Là, ça chauffait trop, alors je me suis réveillé, mais j’ai continué de m’interroger : est-ce que j’avais mal fait quelque chose pour qu’il revienne ainsi du passé, avec ce visage contrarié ? Mais bizarrement, je ne ressentais pas d’inconfort émotionnel, ni de culpabilité, comme j’en éprouve pourtant souvent (car je suis un grand culpabilisable). Non, là j’avais le sentiment, peut-être injustifié, d’avoir fait de mon mieux de son vivant, et de penser souvent à lui depuis sa mort. Le sentiment de ne rien avoir à regretter.
Mais ça m’a troublé tout de même, ce rêve, tellement j’avais revu mon père pleinement vivant. J’y ai pensé à la fin de ma méditation du matin. Et les pensées qui me venaient, c’est que bien sûr, on n’aime jamais assez les vivants de leur vivant, et qu’on ne pleure jamais assez les morts après leur mort.
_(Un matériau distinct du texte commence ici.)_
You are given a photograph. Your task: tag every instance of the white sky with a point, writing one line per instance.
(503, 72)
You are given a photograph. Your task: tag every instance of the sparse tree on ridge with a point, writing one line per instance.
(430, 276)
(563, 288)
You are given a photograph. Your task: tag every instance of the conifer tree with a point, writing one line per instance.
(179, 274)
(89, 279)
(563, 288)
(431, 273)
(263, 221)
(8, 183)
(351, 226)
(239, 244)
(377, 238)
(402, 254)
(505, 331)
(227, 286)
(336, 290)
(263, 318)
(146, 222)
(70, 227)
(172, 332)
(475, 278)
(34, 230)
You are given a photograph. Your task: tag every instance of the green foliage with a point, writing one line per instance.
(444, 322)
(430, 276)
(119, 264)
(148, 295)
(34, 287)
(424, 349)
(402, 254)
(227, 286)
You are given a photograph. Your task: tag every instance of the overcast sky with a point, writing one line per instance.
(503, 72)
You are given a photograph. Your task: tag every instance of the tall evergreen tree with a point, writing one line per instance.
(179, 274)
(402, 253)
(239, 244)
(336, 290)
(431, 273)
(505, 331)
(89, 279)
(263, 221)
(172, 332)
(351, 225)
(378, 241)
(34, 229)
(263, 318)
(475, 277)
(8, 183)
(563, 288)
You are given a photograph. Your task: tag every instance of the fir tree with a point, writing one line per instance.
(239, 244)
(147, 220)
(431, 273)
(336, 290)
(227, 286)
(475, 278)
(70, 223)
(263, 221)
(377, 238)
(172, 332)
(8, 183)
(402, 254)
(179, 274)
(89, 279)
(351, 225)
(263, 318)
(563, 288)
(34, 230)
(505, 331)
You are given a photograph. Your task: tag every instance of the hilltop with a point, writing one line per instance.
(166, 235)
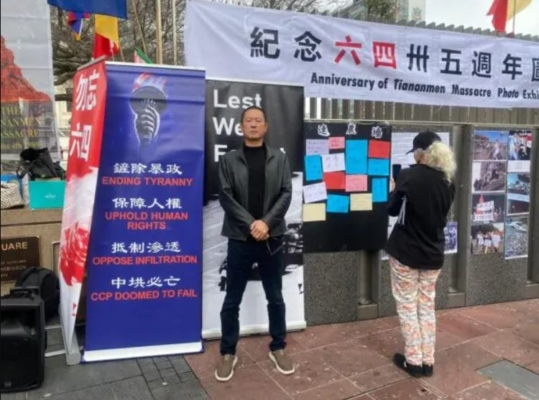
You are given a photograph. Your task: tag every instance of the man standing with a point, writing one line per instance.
(255, 191)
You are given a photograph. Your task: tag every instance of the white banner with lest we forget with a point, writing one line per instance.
(347, 59)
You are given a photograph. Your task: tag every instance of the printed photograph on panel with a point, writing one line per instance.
(516, 239)
(490, 146)
(489, 176)
(520, 146)
(519, 187)
(487, 238)
(488, 208)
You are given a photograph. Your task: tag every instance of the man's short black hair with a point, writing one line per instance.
(254, 108)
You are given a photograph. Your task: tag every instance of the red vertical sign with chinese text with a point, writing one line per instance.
(89, 97)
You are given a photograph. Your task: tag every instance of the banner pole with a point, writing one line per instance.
(174, 34)
(158, 33)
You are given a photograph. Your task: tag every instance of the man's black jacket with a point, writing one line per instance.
(233, 193)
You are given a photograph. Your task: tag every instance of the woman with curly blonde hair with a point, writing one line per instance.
(421, 199)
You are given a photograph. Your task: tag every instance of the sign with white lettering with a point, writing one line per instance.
(347, 59)
(18, 254)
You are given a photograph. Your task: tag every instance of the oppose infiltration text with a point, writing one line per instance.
(145, 260)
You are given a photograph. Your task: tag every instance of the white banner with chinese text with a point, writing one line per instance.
(347, 59)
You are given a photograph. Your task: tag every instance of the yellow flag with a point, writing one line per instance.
(107, 26)
(516, 6)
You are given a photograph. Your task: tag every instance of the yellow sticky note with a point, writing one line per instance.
(314, 212)
(361, 202)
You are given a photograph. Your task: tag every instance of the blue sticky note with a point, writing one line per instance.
(356, 157)
(338, 203)
(380, 189)
(313, 167)
(378, 167)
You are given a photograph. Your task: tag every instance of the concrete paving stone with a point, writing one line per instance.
(489, 391)
(188, 376)
(151, 376)
(61, 378)
(180, 365)
(14, 396)
(191, 390)
(163, 365)
(455, 368)
(93, 393)
(132, 389)
(507, 345)
(148, 368)
(156, 384)
(247, 384)
(172, 380)
(145, 361)
(518, 379)
(168, 372)
(410, 389)
(312, 370)
(341, 390)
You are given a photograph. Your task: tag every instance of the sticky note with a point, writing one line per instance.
(378, 167)
(313, 167)
(338, 203)
(314, 212)
(356, 183)
(361, 202)
(380, 189)
(335, 180)
(356, 157)
(317, 146)
(378, 149)
(315, 192)
(336, 143)
(333, 162)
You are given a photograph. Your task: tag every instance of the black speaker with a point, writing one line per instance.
(23, 341)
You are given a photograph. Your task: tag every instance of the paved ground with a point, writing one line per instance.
(345, 361)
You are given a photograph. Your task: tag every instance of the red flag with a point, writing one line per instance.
(498, 10)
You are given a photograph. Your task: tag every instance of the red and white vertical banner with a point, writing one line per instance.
(89, 95)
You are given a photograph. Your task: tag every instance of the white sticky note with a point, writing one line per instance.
(314, 212)
(333, 162)
(315, 192)
(361, 202)
(317, 146)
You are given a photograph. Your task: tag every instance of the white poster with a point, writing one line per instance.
(347, 59)
(27, 81)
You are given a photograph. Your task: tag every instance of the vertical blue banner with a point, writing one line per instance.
(144, 286)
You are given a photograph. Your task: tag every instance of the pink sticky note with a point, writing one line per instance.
(336, 143)
(356, 183)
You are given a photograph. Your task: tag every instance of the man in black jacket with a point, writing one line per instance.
(255, 193)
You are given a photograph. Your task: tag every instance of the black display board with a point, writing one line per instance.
(346, 186)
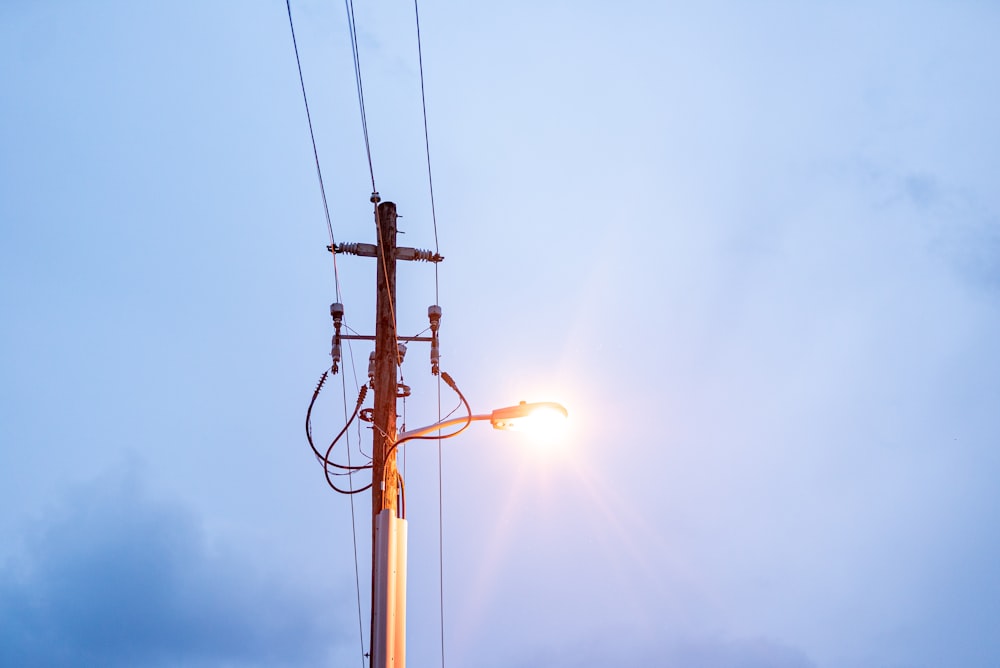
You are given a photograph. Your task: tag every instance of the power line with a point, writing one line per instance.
(427, 147)
(349, 5)
(312, 137)
(437, 300)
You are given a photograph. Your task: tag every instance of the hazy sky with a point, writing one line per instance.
(753, 247)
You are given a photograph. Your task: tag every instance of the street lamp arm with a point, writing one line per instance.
(444, 424)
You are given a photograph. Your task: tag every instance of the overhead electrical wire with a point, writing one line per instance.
(312, 137)
(437, 300)
(349, 5)
(332, 468)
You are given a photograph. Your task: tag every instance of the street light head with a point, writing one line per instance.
(544, 417)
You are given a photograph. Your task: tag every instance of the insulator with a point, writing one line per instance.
(425, 255)
(434, 315)
(435, 357)
(335, 354)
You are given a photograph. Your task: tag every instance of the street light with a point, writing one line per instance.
(541, 414)
(389, 595)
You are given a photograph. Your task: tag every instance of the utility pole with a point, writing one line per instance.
(388, 632)
(388, 628)
(384, 481)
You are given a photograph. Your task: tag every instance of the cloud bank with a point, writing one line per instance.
(113, 577)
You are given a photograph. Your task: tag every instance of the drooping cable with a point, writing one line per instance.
(354, 528)
(451, 383)
(349, 5)
(325, 459)
(312, 137)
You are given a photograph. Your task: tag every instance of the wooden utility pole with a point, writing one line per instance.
(388, 630)
(384, 480)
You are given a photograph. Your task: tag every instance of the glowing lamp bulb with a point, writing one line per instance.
(545, 419)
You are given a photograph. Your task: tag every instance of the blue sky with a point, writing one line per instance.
(755, 249)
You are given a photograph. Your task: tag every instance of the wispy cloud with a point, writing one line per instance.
(113, 577)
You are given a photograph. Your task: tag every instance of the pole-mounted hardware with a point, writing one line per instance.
(371, 250)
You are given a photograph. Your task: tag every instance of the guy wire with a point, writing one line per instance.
(354, 530)
(437, 300)
(349, 5)
(427, 147)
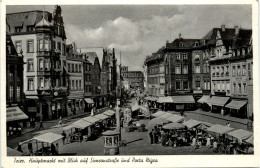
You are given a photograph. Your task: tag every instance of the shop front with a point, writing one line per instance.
(15, 120)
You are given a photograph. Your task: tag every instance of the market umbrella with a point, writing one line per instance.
(174, 126)
(13, 152)
(157, 121)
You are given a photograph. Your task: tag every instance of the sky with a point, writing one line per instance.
(137, 31)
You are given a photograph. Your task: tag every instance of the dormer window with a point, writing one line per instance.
(243, 51)
(238, 52)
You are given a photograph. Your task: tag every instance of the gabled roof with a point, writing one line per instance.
(187, 43)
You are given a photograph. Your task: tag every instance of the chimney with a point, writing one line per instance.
(223, 27)
(179, 35)
(236, 30)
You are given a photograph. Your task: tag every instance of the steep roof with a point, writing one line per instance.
(26, 19)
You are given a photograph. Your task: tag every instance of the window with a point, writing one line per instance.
(197, 84)
(238, 70)
(178, 69)
(30, 65)
(59, 46)
(18, 29)
(29, 28)
(178, 56)
(213, 71)
(243, 69)
(46, 44)
(249, 71)
(184, 56)
(30, 46)
(40, 64)
(228, 87)
(11, 92)
(197, 69)
(30, 84)
(185, 69)
(185, 85)
(18, 91)
(178, 85)
(18, 46)
(41, 83)
(46, 83)
(239, 88)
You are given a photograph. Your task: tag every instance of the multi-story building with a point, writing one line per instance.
(74, 60)
(156, 73)
(15, 116)
(41, 37)
(178, 66)
(95, 68)
(134, 78)
(229, 69)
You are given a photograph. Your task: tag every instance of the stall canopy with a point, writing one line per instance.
(167, 99)
(204, 99)
(158, 113)
(235, 104)
(183, 99)
(13, 152)
(240, 134)
(109, 112)
(101, 116)
(81, 124)
(174, 126)
(48, 137)
(157, 121)
(192, 123)
(166, 115)
(91, 119)
(218, 101)
(89, 100)
(250, 140)
(219, 129)
(135, 107)
(14, 114)
(175, 118)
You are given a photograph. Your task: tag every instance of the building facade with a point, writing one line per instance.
(74, 61)
(41, 37)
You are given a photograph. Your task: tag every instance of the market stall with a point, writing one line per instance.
(176, 118)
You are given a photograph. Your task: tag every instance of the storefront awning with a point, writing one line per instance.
(101, 116)
(158, 113)
(89, 100)
(14, 114)
(192, 123)
(235, 104)
(166, 115)
(91, 119)
(204, 99)
(183, 99)
(167, 99)
(219, 129)
(240, 134)
(81, 124)
(48, 137)
(218, 101)
(175, 118)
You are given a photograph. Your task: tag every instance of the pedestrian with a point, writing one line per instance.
(222, 112)
(19, 148)
(151, 136)
(30, 148)
(41, 125)
(64, 137)
(57, 149)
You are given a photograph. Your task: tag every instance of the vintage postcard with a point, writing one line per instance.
(115, 84)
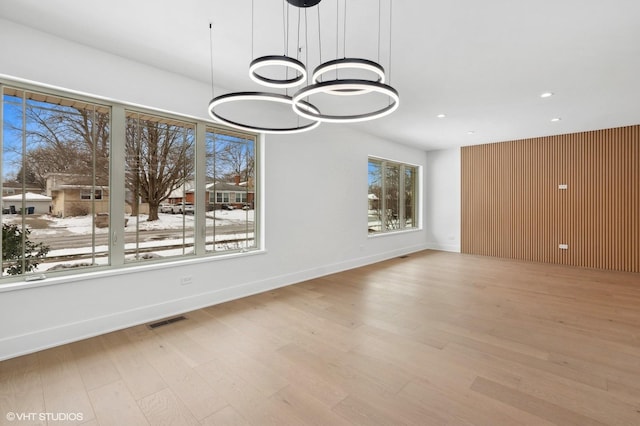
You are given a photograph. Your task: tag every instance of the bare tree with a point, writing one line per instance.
(160, 159)
(235, 158)
(66, 140)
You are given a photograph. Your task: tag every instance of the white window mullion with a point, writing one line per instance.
(117, 184)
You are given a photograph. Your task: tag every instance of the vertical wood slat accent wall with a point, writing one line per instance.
(512, 206)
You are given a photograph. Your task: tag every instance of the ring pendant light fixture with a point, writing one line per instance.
(300, 102)
(266, 97)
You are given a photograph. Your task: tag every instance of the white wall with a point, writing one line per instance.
(315, 219)
(442, 210)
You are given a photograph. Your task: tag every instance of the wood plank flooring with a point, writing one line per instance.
(432, 339)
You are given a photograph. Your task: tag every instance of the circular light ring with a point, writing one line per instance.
(303, 3)
(261, 96)
(337, 64)
(277, 60)
(348, 63)
(329, 87)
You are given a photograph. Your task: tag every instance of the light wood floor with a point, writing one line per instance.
(434, 338)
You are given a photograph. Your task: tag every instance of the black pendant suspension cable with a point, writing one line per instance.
(252, 28)
(344, 30)
(319, 41)
(390, 35)
(211, 57)
(379, 26)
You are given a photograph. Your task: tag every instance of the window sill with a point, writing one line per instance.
(125, 269)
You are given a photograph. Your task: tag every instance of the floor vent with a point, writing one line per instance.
(166, 322)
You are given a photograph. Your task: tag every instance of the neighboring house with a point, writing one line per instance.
(236, 194)
(33, 203)
(13, 187)
(74, 195)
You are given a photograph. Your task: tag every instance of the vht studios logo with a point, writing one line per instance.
(49, 417)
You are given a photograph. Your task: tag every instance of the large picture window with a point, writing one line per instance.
(231, 162)
(73, 199)
(160, 168)
(392, 196)
(55, 159)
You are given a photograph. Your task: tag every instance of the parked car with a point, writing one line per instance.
(165, 208)
(183, 208)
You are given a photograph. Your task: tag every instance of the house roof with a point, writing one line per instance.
(28, 196)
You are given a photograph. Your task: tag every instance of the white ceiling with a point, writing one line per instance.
(482, 63)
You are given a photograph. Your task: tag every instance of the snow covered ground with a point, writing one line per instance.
(84, 224)
(57, 228)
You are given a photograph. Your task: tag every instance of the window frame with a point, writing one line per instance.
(391, 225)
(117, 190)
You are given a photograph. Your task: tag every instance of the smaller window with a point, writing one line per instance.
(222, 197)
(392, 196)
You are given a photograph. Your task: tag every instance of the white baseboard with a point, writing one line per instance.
(14, 346)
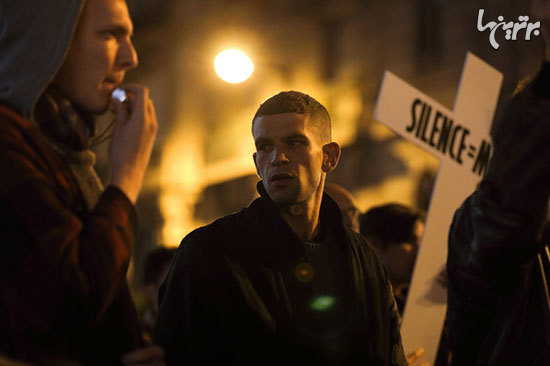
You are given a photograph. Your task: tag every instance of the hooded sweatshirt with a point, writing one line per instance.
(64, 298)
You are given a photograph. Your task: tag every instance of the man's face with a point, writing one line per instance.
(289, 156)
(100, 54)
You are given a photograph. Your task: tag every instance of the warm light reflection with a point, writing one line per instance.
(233, 66)
(322, 303)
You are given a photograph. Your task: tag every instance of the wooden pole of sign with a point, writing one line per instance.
(460, 138)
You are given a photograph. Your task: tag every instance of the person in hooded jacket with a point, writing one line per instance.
(66, 242)
(498, 262)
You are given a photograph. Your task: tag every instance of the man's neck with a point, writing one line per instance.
(303, 217)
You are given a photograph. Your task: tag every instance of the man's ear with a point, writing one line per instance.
(256, 165)
(331, 155)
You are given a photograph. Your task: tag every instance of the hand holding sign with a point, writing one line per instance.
(540, 10)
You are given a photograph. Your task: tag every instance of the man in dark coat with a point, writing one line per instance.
(66, 241)
(282, 281)
(498, 261)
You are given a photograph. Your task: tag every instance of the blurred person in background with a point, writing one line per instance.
(157, 264)
(498, 262)
(395, 230)
(346, 202)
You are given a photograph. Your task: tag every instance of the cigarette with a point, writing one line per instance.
(119, 94)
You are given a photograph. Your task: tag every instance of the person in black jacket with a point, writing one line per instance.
(498, 261)
(282, 281)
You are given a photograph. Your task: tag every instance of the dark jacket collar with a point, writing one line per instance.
(279, 242)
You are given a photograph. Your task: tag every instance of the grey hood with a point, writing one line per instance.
(34, 39)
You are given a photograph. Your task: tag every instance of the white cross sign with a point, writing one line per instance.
(460, 139)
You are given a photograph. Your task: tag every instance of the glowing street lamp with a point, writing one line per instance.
(233, 66)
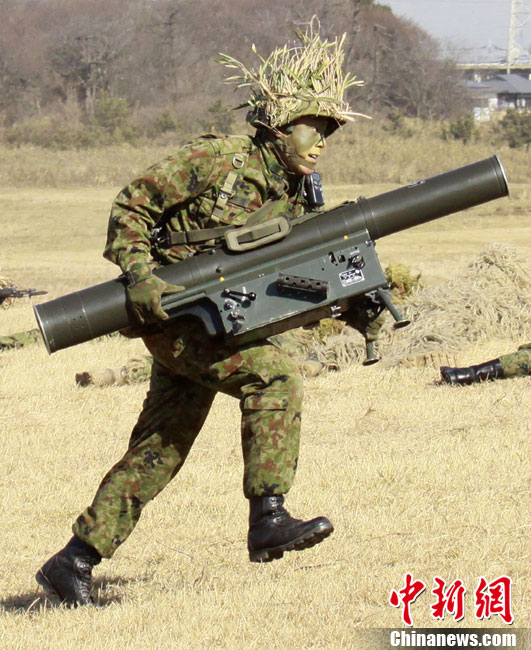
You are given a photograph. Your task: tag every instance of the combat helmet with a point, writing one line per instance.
(296, 81)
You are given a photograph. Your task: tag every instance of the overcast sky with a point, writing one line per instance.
(467, 23)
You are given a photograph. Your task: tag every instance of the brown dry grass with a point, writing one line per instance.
(415, 476)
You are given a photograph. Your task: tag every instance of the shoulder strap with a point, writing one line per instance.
(239, 160)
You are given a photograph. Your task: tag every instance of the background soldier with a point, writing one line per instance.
(173, 210)
(517, 364)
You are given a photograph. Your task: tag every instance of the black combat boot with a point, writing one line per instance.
(272, 530)
(465, 376)
(68, 574)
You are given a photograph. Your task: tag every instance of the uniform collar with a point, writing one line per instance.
(272, 163)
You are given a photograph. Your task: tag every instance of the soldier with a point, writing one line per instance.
(19, 340)
(517, 364)
(138, 369)
(170, 212)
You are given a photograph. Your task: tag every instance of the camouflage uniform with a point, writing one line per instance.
(20, 339)
(188, 367)
(517, 364)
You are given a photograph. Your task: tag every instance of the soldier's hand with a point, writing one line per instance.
(144, 292)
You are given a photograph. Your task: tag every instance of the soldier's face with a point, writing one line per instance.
(305, 141)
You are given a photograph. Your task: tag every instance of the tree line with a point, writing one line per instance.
(94, 68)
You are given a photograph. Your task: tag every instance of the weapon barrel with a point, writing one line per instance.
(102, 309)
(435, 197)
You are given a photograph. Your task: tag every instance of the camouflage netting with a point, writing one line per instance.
(490, 299)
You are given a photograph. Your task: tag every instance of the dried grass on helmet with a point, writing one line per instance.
(305, 79)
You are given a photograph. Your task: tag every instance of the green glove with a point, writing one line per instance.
(144, 292)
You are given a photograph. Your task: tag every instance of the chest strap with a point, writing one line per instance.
(228, 189)
(237, 238)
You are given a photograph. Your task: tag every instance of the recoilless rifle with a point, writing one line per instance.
(271, 276)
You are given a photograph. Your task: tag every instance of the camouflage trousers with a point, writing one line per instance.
(188, 370)
(518, 363)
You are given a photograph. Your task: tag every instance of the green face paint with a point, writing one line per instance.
(304, 142)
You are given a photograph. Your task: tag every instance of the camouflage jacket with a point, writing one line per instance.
(183, 192)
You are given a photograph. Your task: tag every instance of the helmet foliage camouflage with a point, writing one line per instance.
(292, 82)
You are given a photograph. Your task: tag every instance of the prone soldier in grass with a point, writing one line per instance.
(176, 209)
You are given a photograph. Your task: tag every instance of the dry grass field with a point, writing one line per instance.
(417, 477)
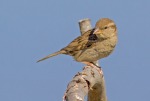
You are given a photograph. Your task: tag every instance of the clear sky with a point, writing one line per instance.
(31, 29)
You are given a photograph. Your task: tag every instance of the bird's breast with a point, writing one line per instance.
(100, 50)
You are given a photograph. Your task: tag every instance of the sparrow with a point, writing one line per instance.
(93, 45)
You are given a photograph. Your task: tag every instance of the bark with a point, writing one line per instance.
(89, 82)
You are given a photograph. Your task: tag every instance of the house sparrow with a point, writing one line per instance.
(93, 45)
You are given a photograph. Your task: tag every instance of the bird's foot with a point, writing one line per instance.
(94, 66)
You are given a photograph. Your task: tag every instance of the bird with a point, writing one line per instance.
(95, 44)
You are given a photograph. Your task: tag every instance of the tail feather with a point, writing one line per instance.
(51, 55)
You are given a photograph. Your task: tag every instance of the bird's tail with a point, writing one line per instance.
(51, 55)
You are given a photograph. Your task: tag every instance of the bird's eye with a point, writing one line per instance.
(105, 27)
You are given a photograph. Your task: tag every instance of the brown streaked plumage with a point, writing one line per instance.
(93, 45)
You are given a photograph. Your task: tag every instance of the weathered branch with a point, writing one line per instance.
(88, 82)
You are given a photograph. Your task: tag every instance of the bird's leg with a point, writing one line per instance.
(94, 66)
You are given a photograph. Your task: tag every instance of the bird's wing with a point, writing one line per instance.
(80, 43)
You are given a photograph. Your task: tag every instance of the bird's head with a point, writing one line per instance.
(105, 28)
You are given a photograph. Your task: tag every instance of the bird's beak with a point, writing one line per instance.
(97, 31)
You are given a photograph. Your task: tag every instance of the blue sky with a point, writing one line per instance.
(31, 29)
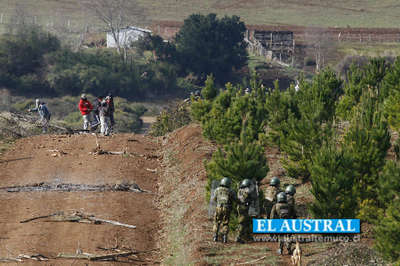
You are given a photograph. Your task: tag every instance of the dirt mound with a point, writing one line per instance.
(352, 254)
(186, 228)
(31, 162)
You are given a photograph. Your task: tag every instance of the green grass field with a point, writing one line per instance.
(340, 13)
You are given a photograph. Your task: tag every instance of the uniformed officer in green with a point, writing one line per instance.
(244, 201)
(290, 191)
(281, 210)
(224, 197)
(271, 194)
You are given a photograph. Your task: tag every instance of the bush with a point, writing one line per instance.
(222, 118)
(309, 61)
(332, 183)
(387, 233)
(304, 131)
(171, 119)
(208, 45)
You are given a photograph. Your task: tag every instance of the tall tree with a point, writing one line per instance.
(116, 15)
(208, 45)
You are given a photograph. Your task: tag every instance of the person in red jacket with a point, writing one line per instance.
(86, 108)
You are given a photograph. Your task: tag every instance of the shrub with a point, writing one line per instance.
(387, 233)
(332, 182)
(171, 119)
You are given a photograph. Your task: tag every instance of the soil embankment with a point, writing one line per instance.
(60, 159)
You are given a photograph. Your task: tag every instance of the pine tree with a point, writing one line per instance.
(279, 105)
(391, 93)
(209, 91)
(239, 160)
(223, 123)
(389, 183)
(368, 141)
(387, 233)
(303, 135)
(332, 181)
(371, 76)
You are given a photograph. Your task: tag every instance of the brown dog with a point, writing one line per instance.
(296, 256)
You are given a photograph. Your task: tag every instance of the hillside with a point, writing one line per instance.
(324, 13)
(50, 174)
(35, 162)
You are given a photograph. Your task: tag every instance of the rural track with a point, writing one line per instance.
(33, 163)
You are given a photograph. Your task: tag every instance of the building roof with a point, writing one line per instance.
(135, 28)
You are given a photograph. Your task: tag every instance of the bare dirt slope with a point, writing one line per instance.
(34, 160)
Mais ce n’est pas parce qu’on ne les aime pas. C’est parce que nous sommes maladroits pour nous aimer, parce que pleurer finit par nous faire trop de mal. Et parce qu’il faut bien vivre notre présent, et songer à notre avenir.
Alors, pour apaiser le spectre surgi du passé, je me suis assis et j’ai pensé à mon père ; j’ai écrit quelques lignes sur lui, sur ce rêve, en souriant et en respirant doucement.
Et en espérant que, malgré sa tête contrariée, ça ne se passait pas trop mal pour lui, là où il se trouvait…
Et vous, ça vous arrive de rêver des morts, des années après ?
Illustration : Une forêt en Allemagne. Merci Passou.
PS : ce texte reprend ma chronique du 3 janvier 2017, dans l'émission de mon ami Ali Rebehi, "Grand bien vous fasse", tous les jours de 10h à 11h sur France Inter.